Ordination to diaconate 2020 prostrate 550The power of love is making us free to worship God and exercise our mission. Our founder Fr Arnold Janssen desired for God’s love, and the love of God consumed him, making him able to respond to God’s will.  In his mission, his love for God’s will grew and flourished, starting from the distribution of a small prayer book “Apostleship prayer” and leading to the establishment of three religious congregations in which Fr Arnold discovered the joy of his mission.  This joy lifted his spiritual life and the Word became the centre of his life.  The power of God’s love will moves us to go beyond our vows and commitments, when we respond to God’s call with a desire of loving heart.  The joyful spirit will lift up our spiritual life.  That is why Jesus minimised all of the commandments down to two commandments, which are to love God with all your heart and soul, and love your neighbour as yourself. 

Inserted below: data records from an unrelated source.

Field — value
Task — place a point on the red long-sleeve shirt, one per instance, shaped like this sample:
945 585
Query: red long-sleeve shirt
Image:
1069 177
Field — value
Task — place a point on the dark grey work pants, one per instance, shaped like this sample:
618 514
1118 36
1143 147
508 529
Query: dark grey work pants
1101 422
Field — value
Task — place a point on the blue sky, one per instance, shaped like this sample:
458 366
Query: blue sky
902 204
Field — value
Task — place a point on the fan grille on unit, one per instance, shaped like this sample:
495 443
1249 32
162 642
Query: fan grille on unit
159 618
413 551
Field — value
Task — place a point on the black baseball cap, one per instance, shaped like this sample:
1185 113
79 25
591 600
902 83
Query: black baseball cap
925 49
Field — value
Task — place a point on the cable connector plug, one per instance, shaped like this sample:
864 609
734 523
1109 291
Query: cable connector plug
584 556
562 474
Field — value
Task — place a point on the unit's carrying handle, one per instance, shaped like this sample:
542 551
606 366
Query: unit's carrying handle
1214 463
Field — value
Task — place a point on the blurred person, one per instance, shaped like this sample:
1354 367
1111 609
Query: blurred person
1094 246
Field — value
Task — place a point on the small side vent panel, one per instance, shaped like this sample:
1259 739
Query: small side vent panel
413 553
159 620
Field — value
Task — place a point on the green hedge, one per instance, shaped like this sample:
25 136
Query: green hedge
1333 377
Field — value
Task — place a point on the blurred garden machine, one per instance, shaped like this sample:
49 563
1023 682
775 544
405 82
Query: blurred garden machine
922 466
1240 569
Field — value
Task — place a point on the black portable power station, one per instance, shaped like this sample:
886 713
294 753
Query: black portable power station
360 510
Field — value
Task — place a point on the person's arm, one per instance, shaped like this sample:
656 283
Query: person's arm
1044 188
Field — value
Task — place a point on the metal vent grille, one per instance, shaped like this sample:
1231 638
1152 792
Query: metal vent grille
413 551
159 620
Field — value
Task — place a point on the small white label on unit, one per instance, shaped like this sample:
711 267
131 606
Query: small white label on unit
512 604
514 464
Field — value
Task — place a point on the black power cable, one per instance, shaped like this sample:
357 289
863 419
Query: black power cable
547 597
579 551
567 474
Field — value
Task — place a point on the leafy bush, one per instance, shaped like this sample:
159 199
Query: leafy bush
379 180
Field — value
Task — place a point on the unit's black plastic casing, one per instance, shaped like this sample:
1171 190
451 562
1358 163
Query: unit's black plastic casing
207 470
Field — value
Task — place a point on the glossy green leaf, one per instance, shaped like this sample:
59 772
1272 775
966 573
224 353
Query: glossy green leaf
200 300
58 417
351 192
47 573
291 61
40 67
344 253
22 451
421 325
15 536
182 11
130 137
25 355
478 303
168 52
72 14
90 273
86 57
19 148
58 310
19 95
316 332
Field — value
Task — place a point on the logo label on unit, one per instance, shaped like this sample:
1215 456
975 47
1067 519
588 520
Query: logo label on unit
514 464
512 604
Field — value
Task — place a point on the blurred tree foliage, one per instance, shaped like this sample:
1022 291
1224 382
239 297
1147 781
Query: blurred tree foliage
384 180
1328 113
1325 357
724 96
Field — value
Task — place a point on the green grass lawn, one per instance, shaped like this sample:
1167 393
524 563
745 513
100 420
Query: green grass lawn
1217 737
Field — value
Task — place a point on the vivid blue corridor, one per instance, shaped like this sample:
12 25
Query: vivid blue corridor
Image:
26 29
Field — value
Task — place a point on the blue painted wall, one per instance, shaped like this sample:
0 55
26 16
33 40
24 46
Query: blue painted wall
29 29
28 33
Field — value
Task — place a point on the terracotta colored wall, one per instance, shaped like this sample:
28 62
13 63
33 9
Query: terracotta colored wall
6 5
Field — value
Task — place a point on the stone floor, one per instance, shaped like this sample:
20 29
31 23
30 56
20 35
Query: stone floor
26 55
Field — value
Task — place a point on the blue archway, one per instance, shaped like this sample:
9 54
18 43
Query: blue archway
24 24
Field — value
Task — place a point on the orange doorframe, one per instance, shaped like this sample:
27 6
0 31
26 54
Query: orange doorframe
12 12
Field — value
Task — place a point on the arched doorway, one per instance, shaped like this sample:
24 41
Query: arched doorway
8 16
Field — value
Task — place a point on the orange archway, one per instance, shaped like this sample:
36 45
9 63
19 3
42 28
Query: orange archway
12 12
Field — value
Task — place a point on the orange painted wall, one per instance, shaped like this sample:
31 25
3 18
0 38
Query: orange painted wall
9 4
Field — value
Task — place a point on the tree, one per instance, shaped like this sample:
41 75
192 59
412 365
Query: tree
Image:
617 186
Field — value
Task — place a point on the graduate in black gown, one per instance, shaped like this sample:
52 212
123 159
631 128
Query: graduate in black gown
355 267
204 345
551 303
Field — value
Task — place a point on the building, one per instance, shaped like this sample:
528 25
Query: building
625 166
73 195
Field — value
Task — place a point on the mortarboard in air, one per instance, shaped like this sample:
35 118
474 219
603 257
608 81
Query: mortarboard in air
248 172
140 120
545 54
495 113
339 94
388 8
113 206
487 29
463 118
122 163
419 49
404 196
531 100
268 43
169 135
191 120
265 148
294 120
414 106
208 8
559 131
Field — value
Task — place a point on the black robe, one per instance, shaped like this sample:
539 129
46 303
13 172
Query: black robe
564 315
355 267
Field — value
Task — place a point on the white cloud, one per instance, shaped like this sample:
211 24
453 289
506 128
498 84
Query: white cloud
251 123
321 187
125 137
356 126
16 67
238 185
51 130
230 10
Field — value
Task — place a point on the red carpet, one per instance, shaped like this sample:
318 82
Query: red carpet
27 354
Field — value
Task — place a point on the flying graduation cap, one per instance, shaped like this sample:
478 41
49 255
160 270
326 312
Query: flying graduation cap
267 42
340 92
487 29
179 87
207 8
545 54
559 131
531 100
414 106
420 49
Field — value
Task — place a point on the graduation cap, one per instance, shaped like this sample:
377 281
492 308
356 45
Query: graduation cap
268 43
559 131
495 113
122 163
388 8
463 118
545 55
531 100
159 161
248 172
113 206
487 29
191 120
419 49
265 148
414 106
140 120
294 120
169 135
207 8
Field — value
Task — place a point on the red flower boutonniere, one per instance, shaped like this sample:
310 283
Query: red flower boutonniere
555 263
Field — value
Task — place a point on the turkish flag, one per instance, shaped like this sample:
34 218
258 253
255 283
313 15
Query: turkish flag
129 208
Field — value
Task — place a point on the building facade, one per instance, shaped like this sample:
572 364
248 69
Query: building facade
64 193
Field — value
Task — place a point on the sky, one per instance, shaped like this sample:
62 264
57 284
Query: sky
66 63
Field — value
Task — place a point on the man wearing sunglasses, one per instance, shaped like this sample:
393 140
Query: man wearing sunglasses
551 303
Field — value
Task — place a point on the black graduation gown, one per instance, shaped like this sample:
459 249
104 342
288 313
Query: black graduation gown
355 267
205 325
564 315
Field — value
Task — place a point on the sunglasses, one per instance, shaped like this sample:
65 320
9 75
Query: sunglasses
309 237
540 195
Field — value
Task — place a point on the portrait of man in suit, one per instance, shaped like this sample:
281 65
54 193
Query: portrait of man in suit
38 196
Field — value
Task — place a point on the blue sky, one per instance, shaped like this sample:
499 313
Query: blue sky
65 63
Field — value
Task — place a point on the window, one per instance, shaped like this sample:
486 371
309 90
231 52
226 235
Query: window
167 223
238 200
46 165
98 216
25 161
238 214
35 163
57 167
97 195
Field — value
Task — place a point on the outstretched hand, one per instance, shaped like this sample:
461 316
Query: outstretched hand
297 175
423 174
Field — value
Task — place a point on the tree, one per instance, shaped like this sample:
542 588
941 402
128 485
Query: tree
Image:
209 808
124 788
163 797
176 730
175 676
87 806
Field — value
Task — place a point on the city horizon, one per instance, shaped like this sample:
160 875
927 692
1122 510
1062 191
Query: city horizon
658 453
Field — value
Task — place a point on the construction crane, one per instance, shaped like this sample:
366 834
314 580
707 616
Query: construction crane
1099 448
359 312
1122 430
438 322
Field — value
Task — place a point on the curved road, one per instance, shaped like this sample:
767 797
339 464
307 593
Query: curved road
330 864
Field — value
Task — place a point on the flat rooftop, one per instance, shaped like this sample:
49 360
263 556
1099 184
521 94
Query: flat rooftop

Each time I attend a final vows ceremony, diaconate or ordination, I listen to the Litany prayer, and I am moved to tears.  It reminds me of my own final vows profession and the ordinations.  When I was prostrated on the floor and I listened to the Litany prayer song, I wondered ‘Who am I that these saints prayed for me?’.  A pebble of the sand in the beach was amongst the millions and that was me.  These saints were holy, committed and desired for God, but they were in the presence of God and they prayed for me.  My humility was not good enough. 

Our SVD vows are embedded in us and allow us to be free to love God’s mission.  In its freedom, it springs to a new horizon of spiritual life making us free to love and free to commit to our mission.  Our first SVD missionary Fr Joseph Freinademetz, who missioned in China, desired to become a Chinese and he experienced the language of love in his mission.  The mission led him to experience the Divine’s love and the presence of God.  The Divine’s love empowered him to go beyond himself, letting go of his own family, so that he never went back to visit his family, instead embracing the Chinese as his family.  The vows allowed him to be free so he could love his mission and the Chinese in whom he discovered Christ in his mission.  The mission transformed him to become like a Chinese. 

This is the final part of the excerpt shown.